Corinthe était une suggestion permanente de souvenirs chers à son cœur. Sans informer ses amis des réminiscences qui bouillonnaient dans son âme sensible, il voulut revoir les sites auxquels Abigail se rapportait toujours avec enthousiasme. Discrètement, il localisa la région où devait avoir existé le petit site du vieux Jochedeb, maintenant incorporé à l'immense quantité de propriétés des héritiers de Licinius Minucius. Puis, il alla voir la vieille prison d'où sa fiancée avait pu échapper aux criminels qui avalent assassiné son père et asservi son frère. Dans le port de Cenchrées d'où Abigail était partie un jour pour conquérir son cœur sous les desseins supérieurs et immuables de l'Éternel, il médita longuement.
Paul se livra corps et âme aux rudes services. Le labeur actif des mains lui apportait le doux oubli d'Athènes. Comprenant le besoin d'une période de calme, il induit Luc à se reposer à Troas puisque Timothée et Silas y avaient trouvé un travail comme caravaniers.
Mais avant de reprendre les prédications, des émissaires venus de Thessalonique, de Bérée et d'autres points de la Macédoine où avait été fondée leur église bien-aimée arrivèrent à Corinthe. Les communautés avaient des sujets urgents à traiter qui exigeaient de délicates interventions de leur part. Se sentant en difficulté pour répondre à tout le inonde avec la promptitude nécessaire, il dut rappeler Silas et Timothée pour coopérer. Profitant des opportunités liées à leur profession, tous deux pourraient contribuer de manière efficace à la solution des problèmes imprévisibles.
Encouragé par le soutien de ses amis, Paul fit un discours dans la synagogue pour la première fois. Sa parole vibrante eut un succès extraordinaire. Des Juifs et des Grecs parlèrent de Jésus avec enthousiasme. Le tisserand fut invité à poursuivre ses commentaires religieux toutes les semaines. Mais dès qu'il se mit à aborder les relations existantes entre la Loi et l'Évangile, les heurts resurgirent. Les Israélites ne toléraient pas la supériorité de Jésus sur Moïse et s'ils considéraient le Christ comme un prophète de la race, ils ne l'acceptaient pas comme un Sauveur. Paul releva les défis mais ne réussit pas à dissuader des cœurs aussi endurcis. Pendant plusieurs samedis, les discussions se prolongèrent jusqu'au jour où le verbe enflammé et sincère de l'apôtre critiqua les erreurs pharisiennes avec véhémence et l'un des principaux chefs de la synagogue l'intima avec rudesse :
Tais-toi, discoureur impudent ! La synagogue a toléré ton imposture avec une très grande patience, mais au nom de la majorité, j'ordonne que tu t'en ailles pour toujours ! Nous ne voulons rien savoir de ton Sauveur exterminé comme les chiens de la croix !...
En entendant des expressions aussi méprisantes à l'égard du Christ, l'apôtre ressentit les larmes lui monter aux yeux. Il a longuement réfléchi à la situation et a répliqué :
Jusqu'à présent, dans Corinthe, j'ai cherché à dire la vérité au peuple élu de Dieu pour la garantie sacrée de l'unité divine ; mais si vous ne l'acceptez pas aujourd'hui, je chercherai à guérir les gentils !... Les malédictions injustes lancées à Jésus-Christ retomberont sur vous !...
Quelques Israélites plus exaltés voulurent l'agresser, provoquant le tumulte.
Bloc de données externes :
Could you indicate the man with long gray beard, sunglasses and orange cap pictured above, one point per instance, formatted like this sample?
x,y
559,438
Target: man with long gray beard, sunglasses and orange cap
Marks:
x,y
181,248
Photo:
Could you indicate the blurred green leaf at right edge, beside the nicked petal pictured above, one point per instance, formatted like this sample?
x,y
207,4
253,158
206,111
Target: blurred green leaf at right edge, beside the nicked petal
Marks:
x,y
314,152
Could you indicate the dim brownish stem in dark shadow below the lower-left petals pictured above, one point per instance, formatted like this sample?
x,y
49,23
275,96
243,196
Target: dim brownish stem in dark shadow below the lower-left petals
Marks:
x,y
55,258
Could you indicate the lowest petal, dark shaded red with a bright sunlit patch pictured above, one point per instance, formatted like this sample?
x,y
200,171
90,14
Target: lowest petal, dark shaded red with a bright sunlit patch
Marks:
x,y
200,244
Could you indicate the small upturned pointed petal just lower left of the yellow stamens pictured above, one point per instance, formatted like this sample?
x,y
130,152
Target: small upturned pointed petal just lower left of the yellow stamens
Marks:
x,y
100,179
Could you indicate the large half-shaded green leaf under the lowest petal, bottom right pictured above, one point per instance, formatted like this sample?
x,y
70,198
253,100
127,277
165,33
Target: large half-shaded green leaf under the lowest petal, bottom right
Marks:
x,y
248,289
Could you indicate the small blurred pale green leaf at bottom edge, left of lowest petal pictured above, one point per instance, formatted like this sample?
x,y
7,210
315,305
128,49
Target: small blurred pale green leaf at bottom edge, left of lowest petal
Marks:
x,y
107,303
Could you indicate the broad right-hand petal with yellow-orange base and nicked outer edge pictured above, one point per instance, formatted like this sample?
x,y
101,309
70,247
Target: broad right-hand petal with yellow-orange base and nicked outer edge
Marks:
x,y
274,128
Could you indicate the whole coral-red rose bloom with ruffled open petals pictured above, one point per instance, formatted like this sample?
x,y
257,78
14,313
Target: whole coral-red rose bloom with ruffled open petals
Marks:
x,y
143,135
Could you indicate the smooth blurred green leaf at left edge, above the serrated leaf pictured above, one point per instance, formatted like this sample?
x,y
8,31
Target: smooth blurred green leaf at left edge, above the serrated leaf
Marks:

Mais un Romain de nom Titus Justus présent à l'assemblée et qui, depuis la première prédication, s'était senti fortement attiré par la puissante personnalité de l'apôtre, s'est approché et lui a tendu des bras amicaux. Paul a pu sortir Indemne de l'enceinte, s'acheminant vers la résidence de son bienfaiteur qui mit à sa disposition tous les éléments nécessaires à l'organisation d'une église active.
Le tisserand était radieux. C'était la première conquête pour une fondation définitive.
Avec l'aide de tous les sympathisants de l'Évangile, Tite Justus acquit une maison pour initier les services religieux. Aquiles et Prisca en furent les principaux collaborateurs avec Loïde et Eunice et mirent à exécution les programmes tracés par Paul conformément à la chère organisation d'Antioche.
L'église de Corinthe se mit alors à produire les fruits les plus riches de spiritualité. La ville était célèbre pour sa débauche, mais l'apôtre avait l'habitude de dire que c'est des bourbiers que naissent très souvent, les plus beaux lys ; et comme là où il y a beaucoup de péchés, il y a beaucoup de remords et de souffrances, dans de telles circonstances, la communauté a grandi jour après jour rassemblant les croyants les plus divers qui arrivaient soucieux d'abandonner cette Babylone incendiée par les vices.